Meu sobrinho (e poeta) Odilon Nunes Botelho Júnior queria levar-me para ouvir com ele, os sinos da velha Matriz de Santo Antônio, onde fomos batizados. Era um convite tentador, quase irrecusável. Mas, veio acompanhado de um exemplar da História do Sul do Maranhão, escrita por Eloy Coelho Netto, meu antigo colega de bancos escolares. E foi nessa razoável História, que verifiquei estar sendo, pela terceira vez, expulso da minha cidade.
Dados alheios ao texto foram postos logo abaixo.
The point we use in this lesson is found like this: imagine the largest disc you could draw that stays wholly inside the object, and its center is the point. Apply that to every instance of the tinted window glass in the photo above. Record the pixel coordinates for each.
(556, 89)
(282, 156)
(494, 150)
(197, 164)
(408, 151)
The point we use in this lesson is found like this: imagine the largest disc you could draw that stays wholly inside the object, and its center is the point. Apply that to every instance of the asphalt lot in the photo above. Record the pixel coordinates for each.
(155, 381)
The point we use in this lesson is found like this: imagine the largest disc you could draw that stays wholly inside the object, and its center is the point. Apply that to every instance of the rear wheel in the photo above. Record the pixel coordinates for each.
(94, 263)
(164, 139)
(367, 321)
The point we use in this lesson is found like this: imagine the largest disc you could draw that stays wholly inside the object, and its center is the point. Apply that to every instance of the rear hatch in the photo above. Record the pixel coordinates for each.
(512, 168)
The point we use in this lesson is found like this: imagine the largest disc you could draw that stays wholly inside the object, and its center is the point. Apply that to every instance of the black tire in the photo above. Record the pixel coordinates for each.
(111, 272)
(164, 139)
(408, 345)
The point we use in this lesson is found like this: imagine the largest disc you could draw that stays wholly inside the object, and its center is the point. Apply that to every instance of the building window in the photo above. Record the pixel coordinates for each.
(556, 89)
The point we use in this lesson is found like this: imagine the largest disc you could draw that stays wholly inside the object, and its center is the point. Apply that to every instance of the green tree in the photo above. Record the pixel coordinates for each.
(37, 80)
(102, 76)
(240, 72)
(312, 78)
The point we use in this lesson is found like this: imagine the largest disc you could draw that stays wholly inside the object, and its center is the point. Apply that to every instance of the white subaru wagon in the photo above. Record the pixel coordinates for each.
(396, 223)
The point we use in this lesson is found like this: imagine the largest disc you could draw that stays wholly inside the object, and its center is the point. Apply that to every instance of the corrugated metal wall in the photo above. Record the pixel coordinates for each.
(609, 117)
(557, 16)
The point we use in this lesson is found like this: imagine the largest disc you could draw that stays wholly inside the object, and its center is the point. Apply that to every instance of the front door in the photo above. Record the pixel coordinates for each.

O autor, em vários capítulos, analisa, com alguma competência, todos os aspectos físicos e humanos do promissor município e cita as principais famílias que praticamente o fizeram, desde a fundação da cidade. E a minha família não estava lá, embora nossas mães fossem amigas, nossos pais jogassem diárias e barulhentas partidas de gamão, e nós dois tivéssemos alisado os mesmos bancos do famoso Educandário Coelho Neto. Mas, talvez estranha coincidência, aquele Major Edísio que nos dera as passagens da primeira expulsão, era pai do autor.

 

Para mim, foi demais. Não consegui deixar de sentir-me excluído e, por isso, cancelei a viagem que, talvez, pudesse ter-me levado a realizar o velho sonho.

 

E, também, talvez, para dissimular um pouco, escrevi os versos abaixo, que dediquei ao Júnior e o transformei em mensageiro da minha mágoa:

 

Os versos que te fiz na aprendizagem

Do meu exílio, deste estar distante

Fracos de rima, tíbios na mensagem

Rasguei-os todos... Pobre diletante!

 

Mas tinham eles o frescor da aragem

Que te perpassa o solo a cada instante

O perfume das flores, a paisagem

A água do rio, pura, borbulhante.

 

Tinham o sabor da murta e da mangaba

Que eu colhia, no antigo Potosi

Em trançados bornais de piaçaba

 

E o amargor do pranto que verti

Na solidão que sobre mim desaba

Desde o dia fatal em que parti

 

(São apenas sessenta anos. "Mas, como doem".)

 

Nota do Editor: O escritor e poeta balsense Sileimann Kalil Botelho faleceu em Sobradinho (DF), no dia 24.04.2013, aos 86 anos de idade. É dele o poema Festas de Junho, publicado à página 89 de meu livro Memorial Balsense.


quinta, 27 de setembro de 2018 as 07:02:26

Boanice Botelho Kalil Júnior
disse:

Meu grande Tio Sileimann,... quanta falta faz ao nosso cenário diário,... quanta falta faz o ultimo sobrevivente dos moicanos, dos muitos honrados em que tive o prazer em dar-te bençãos, irmão mais velho do meu pai Boanice Botelho Kalil (falecido). Saudades eternas!!! Meu consolo é que um dia iremos nos encontrar.